In recent years, I can also admit to loosening my grip on taking the act so seriously. I’ve learned that just like a man, I can have sex just for the simple pleasure of having it and not because I’m in some deep committed relationship that is going somewhere.
I have engaged in it as a source of comfort after splitting up from my husband.
I’ve used it as a way to say “Fuck you” to the man who didn’t value me as much as I valued him.
I’ve reveled in it as a way to celebrate my vibrant sexuality which I denied for so long having grown up in a conservative, Catholic home.
But I’ve realized now that sex simply isn’t enough for me. I may need it, but I don’t want it.
What I want, if I am so bravely honest with myself…is unbridled passion.

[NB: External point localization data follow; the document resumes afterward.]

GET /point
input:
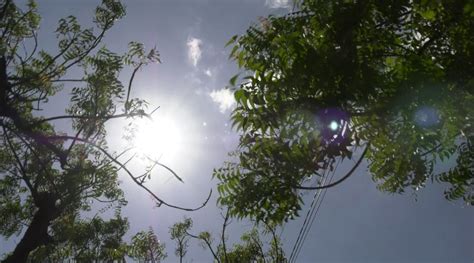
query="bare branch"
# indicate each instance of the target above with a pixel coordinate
(121, 165)
(22, 169)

I want to be made love to in the most sensual, passionate, connected way with a man.
I often lay in bed at night thinking about the last time I felt so vulnerable with a man…so broken open. I long for that feeling of a man being so crazy about me, that he will spend hours not just thinking of ways to pleasure me, but ways to connect with my soul.
I want to feel the emotional connection. The feel of a man’s heart beating rapidly against mine because he is so taken with me…not by my outer beauty but by the woman underneath all that he sees on the outside.
I am not just curves, smooth skin, long hair and playful flirtatious sexuality. I am a woman who longs to be cherished. Longs to be loved for all that she is. Longs for a connection deeper than a brief sexual encounter.
I realize this will require me to open myself up to someone in a way I have been unwilling and unable to since my divorce. When my heart was shattered, I built a fortress around it so tall that even if a man were trying to connect with me, I would not allow it.
I have deprived myself, this I know, although I didn’t feel the deprivation so strongly as I do now. It’s as if I’ve deprived myself of food and water for two years, convincing myself I didn’t need it.
Except I’m finally realizing how profoundly hungry and thirsty I am. I won’t settle for just any meal now. Even if the hunger pangs get unbearable. It must be a sensually delicious, filling encounter that leaves me satiated.
But I know that without my willingness to expose my raw, vulnerable self again, I cannot have what I so desperately dream about in those quiet moments before I fall into a deep sleep each night.
A man who can and wants to make love…not just have sex.
So now I wait to see when he will appear.